Microstructure of concrete prepared with natural crushed granite (Poon et al. 2004)

Fig. 6.42

Microstructure of concrete prepared with recycled NC (Poon et al. 2004)

Fig. 6.43

Microstructure of concrete prepared with recycled HPC (Poon et al. 2004)

6.14 Influence of Treatment of RCA on ITZ

The quality of ITZ between recycled aggregate and the new cement mortar can be improved by impregnating the recycled aggregate in silica fume solution (Katz 2004). By impregnating the recycled aggregate in silica fume solution, the cracked and loose layer of the recycled aggregate could be filled with silica fume particles. During the hardening of concrete, due to this filler effect, the ITZ improves. In addition, the pozzolanic reaction between the portlandite and the silica fume strengthen the feeble structure of the recycled aggregate to form an improved zone, which extends from the natural aggregate through the residues of the old cement paste into the new cement matrix.

6.15 Summary

The detailed experimental results of the characteristics of interfacial transition zone in both normal concrete and recycled aggregate concrete made with 100% recycled coarse aggregate obtained from three different Sources have been presented. The detailed specimen preparation for microscopic examination, image acquisition, and image analysis techniques along with the brief description of scanning electron microscope and Vickers microhardness instruments is discussed. The important features of ITZ, viz: anhydrous cement, hydration compounds, and porosity are discussed. The strength—porosity and microhardness—porosity relationships are discussed. Further, the effect of water–cement ratio, strength of adhesive mortars and quantity of adhesive mortars, strength of source concrete and impregnation of RCA in silica fume on the interfacial transition zones were discussed. Based on these discussions, the following key points are noted down.

• The ITZ in RAC is less dense than the concrete with natural aggregates. Possibly, the adhered mortar to the aggregates in RCA consumes more water in the initial stages, thereby making the surrounding more porous.

• The gradients of anhydrous cement and hydration compounds indicate that the width of ITZ is around 40 µm in RAC with different percentages of RCA investigated. However, the porosity gradients indicate that the width of ITZ in RAC is more than the width of ITZ in normal concrete. In addition to the high absorption capacity of RCA stated above, the total aggregate–cement ratio also influences the width of ITZ.
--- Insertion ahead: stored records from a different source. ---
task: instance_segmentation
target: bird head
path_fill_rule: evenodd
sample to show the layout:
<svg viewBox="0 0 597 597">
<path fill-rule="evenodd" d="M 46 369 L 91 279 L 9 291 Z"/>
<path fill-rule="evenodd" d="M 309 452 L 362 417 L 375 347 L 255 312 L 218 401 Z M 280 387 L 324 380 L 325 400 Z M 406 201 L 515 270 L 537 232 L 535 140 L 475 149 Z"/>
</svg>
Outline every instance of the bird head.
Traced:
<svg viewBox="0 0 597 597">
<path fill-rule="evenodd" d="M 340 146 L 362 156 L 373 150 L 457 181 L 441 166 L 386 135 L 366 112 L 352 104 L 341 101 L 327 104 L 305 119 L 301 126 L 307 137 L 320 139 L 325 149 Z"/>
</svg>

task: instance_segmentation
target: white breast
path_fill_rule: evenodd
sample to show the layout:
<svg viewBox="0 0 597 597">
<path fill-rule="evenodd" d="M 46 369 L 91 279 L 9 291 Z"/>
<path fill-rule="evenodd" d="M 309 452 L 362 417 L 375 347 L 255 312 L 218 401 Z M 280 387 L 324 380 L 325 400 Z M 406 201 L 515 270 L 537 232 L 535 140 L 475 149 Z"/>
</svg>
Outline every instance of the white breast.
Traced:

• The Vickers microhardness of ITZ in RAC is lower than that of normal concrete. Lower values of microhardness indicate the presence of more microcracks and micropores, which are indication of higher porosity. Possibly, this makes the concrete less dense and lower stiffness.

• The compressive strength of concrete decreases with the decrease in microhardness and increase in porosity of ITZ.

• The type of binder influences the characteristics of ITZ. Among the three binders, namely pure cement paste binder (C-binder), expansive binder (E-binder), and polymer modified and fly-ash binder (F-binder), the ITZ was highly dense and uniform when F-binder was used.

• The characteristic of ITZ depends on the quality of mortar surrounding the aggregate and not on the adhered mortar quantity.

• At lower w/c ratio, the strength of RAC depends on the quality of RCA, as the strength of old ITZ weaker than the new ITZ, and at higher w/c ratio, the strength does not depend on the quality of RCA, as the old ITZ stronger than the new ITZ.

• The strength of source concrete influences the ITZ. ITZ was relatively dense in RAC made with RCA obtained from HPC than that made with RCA from normal strength concrete.